|M.Sc Student||Amran Yogev|
|Subject||Characterization and Modeling of Phase Transition Kinetics|
in Austempered Ductile Iron
|Department||Department of Materials Science and Engineering||Supervisor||Professor Emeritus Menachem Bamberger|
|Full Thesis text|
Austempered ductile iron (ADI) is a material that enables achieving a variety of excellent mechanical properties. The material is essentially a cast ductile iron that undergoes a specifically designed austempering heat treatment. The special microstructure of ADI, contains of graphite spheres embedded in ausferrite (microstructure of ferrite and carbon supersaturated austenite) matrix, offers design engineers an alternative to steel and aluminum alloys when high strength and low wear are required. In the present thesis, the transformation from austenite to ausferrite was investigated for two kinds of ADI alloys, with and without Cu addition, austenized at 900°C for 90 min and austempered for various times at two different temperatures, 400°C and 350°C, followed by water-quenching.

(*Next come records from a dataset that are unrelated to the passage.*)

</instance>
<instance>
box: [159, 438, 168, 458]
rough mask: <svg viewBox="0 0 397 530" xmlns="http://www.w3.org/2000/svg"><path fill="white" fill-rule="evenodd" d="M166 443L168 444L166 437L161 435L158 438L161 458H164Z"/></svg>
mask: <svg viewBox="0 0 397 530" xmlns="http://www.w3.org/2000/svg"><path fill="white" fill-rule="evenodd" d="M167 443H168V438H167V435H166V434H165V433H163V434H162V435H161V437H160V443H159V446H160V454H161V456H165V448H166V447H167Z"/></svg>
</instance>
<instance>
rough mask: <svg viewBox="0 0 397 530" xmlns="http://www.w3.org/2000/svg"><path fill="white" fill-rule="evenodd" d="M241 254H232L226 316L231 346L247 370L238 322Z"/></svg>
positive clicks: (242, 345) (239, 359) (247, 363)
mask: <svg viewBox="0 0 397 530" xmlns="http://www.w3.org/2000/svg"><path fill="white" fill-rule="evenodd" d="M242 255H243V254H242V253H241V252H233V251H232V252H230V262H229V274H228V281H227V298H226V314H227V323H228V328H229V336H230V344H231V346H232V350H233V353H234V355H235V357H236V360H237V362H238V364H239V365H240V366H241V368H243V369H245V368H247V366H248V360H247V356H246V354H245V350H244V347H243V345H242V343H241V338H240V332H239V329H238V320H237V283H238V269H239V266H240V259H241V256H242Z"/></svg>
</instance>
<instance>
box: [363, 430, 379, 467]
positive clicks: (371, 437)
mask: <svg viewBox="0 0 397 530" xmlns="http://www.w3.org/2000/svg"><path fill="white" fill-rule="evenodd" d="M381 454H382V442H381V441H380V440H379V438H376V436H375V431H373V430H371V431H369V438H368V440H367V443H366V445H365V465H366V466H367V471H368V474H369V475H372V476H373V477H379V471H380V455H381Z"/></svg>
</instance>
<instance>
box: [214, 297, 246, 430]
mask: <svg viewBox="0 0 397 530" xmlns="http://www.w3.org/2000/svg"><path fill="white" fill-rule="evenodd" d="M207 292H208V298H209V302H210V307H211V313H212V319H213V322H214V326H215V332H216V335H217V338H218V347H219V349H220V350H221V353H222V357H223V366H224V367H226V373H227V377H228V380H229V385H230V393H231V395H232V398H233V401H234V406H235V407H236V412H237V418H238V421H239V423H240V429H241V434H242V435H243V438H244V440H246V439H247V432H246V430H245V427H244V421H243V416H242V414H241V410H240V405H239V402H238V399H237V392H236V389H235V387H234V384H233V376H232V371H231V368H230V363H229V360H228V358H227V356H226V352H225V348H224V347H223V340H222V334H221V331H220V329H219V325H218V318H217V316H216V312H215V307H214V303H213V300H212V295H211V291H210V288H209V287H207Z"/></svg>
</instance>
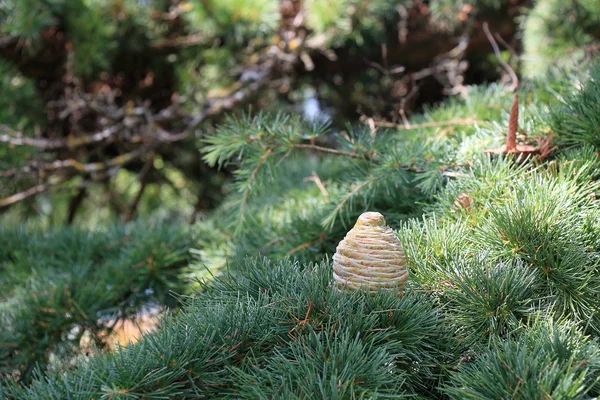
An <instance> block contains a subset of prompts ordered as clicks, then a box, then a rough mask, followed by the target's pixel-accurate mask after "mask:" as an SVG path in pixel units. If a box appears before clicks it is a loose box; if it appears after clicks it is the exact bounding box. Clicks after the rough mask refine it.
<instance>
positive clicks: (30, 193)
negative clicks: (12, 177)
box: [0, 177, 68, 209]
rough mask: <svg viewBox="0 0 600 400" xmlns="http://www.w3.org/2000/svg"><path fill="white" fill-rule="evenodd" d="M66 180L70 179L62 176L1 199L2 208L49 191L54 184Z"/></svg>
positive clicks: (61, 182)
mask: <svg viewBox="0 0 600 400" xmlns="http://www.w3.org/2000/svg"><path fill="white" fill-rule="evenodd" d="M66 180H68V178H67V177H61V178H59V179H57V180H56V181H54V182H46V183H42V184H39V185H36V186H33V187H31V188H29V189H27V190H24V191H22V192H19V193H16V194H13V195H12V196H8V197H6V198H4V199H0V209H1V208H5V207H8V206H11V205H13V204H15V203H18V202H19V201H21V200H25V199H27V198H29V197H32V196H35V195H37V194H40V193H43V192H45V191H47V190H48V189H50V188H51V187H52V186H56V185H59V184H61V183H63V182H65V181H66Z"/></svg>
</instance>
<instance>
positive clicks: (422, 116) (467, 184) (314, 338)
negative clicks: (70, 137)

Current thesis focuses on understanding the phase transition involved in austempering and the influence of Cu addition and austempering temperature on the phase transition. The samples were investigated by optical microscopy, X-Ray Diffraction, Neutron Diffraction, Auger Electron Spectroscopy, Scanning Electron Microscopy, Transmission Electron Microscopy and Microhardness measurements. In addition, a modified quantitative kinetics model taking into account the nucleation sites of ferrite in ADI alloys was developed.
During the austempering process, the amount of the "primary" austenite (which transforms to martensite during water-quenching after austempering) decreases while the amounts of ferrite and carbon supersaturated austenite increase with the austempering time, until stabilization is reached. The carbon content in the austenite also increases with the austempering time, until stabilization is reached.

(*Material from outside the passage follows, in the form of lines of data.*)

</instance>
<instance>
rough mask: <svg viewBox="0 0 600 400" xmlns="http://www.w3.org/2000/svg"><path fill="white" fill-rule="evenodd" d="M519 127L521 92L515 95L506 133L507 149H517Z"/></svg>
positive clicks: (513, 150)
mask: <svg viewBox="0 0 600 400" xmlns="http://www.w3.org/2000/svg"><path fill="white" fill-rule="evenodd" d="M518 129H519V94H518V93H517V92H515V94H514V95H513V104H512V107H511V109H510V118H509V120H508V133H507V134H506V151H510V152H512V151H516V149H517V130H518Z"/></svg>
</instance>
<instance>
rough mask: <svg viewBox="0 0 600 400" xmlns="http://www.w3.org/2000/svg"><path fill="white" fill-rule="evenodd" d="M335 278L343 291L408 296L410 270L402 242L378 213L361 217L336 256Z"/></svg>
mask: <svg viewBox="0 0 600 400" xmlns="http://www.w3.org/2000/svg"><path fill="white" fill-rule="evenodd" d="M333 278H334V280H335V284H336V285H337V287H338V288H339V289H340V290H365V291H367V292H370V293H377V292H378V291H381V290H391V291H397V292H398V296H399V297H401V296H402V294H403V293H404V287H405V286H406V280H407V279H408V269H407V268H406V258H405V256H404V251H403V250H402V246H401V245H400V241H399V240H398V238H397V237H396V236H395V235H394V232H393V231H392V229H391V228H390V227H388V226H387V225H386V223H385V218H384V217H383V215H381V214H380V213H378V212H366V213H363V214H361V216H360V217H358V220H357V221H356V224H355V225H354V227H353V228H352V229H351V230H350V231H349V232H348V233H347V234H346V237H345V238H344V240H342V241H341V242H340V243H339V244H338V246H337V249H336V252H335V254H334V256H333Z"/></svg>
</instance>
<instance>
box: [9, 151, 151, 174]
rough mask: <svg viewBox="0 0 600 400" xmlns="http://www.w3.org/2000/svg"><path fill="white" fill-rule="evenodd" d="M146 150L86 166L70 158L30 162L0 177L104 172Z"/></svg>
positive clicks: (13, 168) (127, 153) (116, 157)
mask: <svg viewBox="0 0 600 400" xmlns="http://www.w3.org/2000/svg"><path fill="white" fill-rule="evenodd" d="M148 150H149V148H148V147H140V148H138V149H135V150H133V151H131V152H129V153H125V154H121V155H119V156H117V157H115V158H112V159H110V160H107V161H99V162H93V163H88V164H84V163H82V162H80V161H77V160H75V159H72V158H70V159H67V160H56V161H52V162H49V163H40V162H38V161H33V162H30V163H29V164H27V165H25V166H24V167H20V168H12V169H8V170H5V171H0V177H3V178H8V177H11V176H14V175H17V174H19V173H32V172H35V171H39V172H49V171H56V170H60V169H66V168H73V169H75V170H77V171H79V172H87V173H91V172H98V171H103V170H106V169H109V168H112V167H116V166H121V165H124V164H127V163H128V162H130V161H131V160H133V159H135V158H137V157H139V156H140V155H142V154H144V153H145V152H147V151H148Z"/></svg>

The addition of copper increases the fraction of the "primary" austenite in the alloy and the carbon content in the "primary" austenite after austenization. After austempering, the addition of copper decreases the final carbon content in the austenite, but increases the final austenite fraction.
Decrease of the austempering temperature decreases the austenite fraction, increases the final carbon content in the austenite and refines the ferrite needle.
A modified quantitative model, describing the kinetics of the ausferrite transformation, was developed. For the first time, the modified model takes into account the nucleation sites of ferrite in ADI.